JupUSD è una stablecoin nativa di Solana sviluppata da Jupiter in partnership con Ethena. Mira a mantenere un valore di un dollaro ed è garantita da asset di riserva custodiali. La composizione prevista è circa 90 % USDtb e 10 % USDC, con riequilibrio automatico dopo le variazioni.

JupUSD di per sé non paga rendimento a chi la detiene. Il reddito generato dalle sue riserve non viene automaticamente trasferito al saldo del wallet. Gli utenti che cercano rendimento possono convertire in JUICED, un token separato che combina il reddito di riserva con gli interessi da prestito di Jupiter Lend.

Questa distinzione è importante. Gli utenti di JupUSD affrontano rischi legati a stablecoin, custodia, riserva, emittente, contratti intelligenti, liquidità e regolamentazione. JUICED aggiunge rischi di lending, di mercato, di tasso e di prelievo. Un peg target non garantisce il rimborso a un dollaro durante periodi di stress.

Wallet, portafoglio, pagamenti e lanci

Jupiter Mobile e l’estensione per browser di Jupiter offrono self‑custody, swap, invio di token, scoperta, informazioni sul portafoglio e accesso a applicazioni decentralizzate (DApp). Gli utenti rimangono responsabili di seed phrase, approvazioni, revisione delle transazioni e sicurezza del dispositivo.

Jupiter Portfolio traccia saldi e posizioni su molti protocolli Solana. Jupiter Send supporta trasferimenti diretti e link reclamabili. Gli strumenti di onboarding collegano fornitori fiat, exchange e bridge cross‑chain.

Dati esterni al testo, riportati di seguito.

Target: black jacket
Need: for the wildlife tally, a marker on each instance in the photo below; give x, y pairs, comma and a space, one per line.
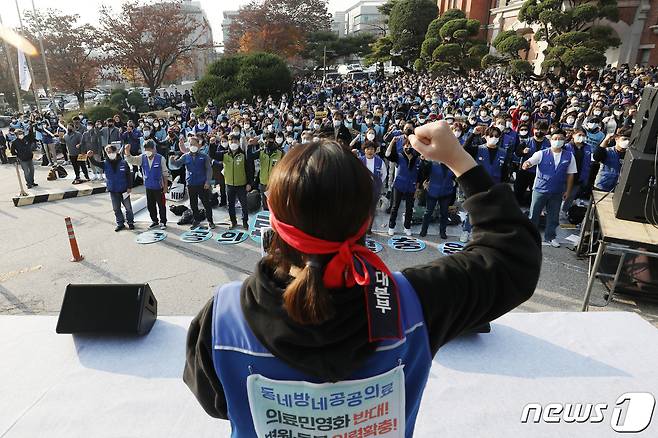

Altri prodotti includono Jupiter Studio per lanci di token permissionless, un sistema curato di lanci DTF, Jupiter Lock per vesting di token, mercati predittivi, accesso a stock tokenizzati e prodotti di pagamento per consumatori. La disponibilità dei prodotti varia per giurisdizione e può coinvolgere emittenti terzi, controlli d’identità, custodi o fornitori di servizi.

L’ampia gamma di prodotti può creare vantaggi di distribuzione, ma espande anche la complessità operativa, legale e di sicurezza.

Infrastruttura per sviluppatori

Jupiter espone API di swap, prezzo, token, portafoglio e transazione utilizzate da wallet e applicazioni su Solana. Gli sviluppatori possono integrare il routing senza ricostruire ogni integrazione di exchange.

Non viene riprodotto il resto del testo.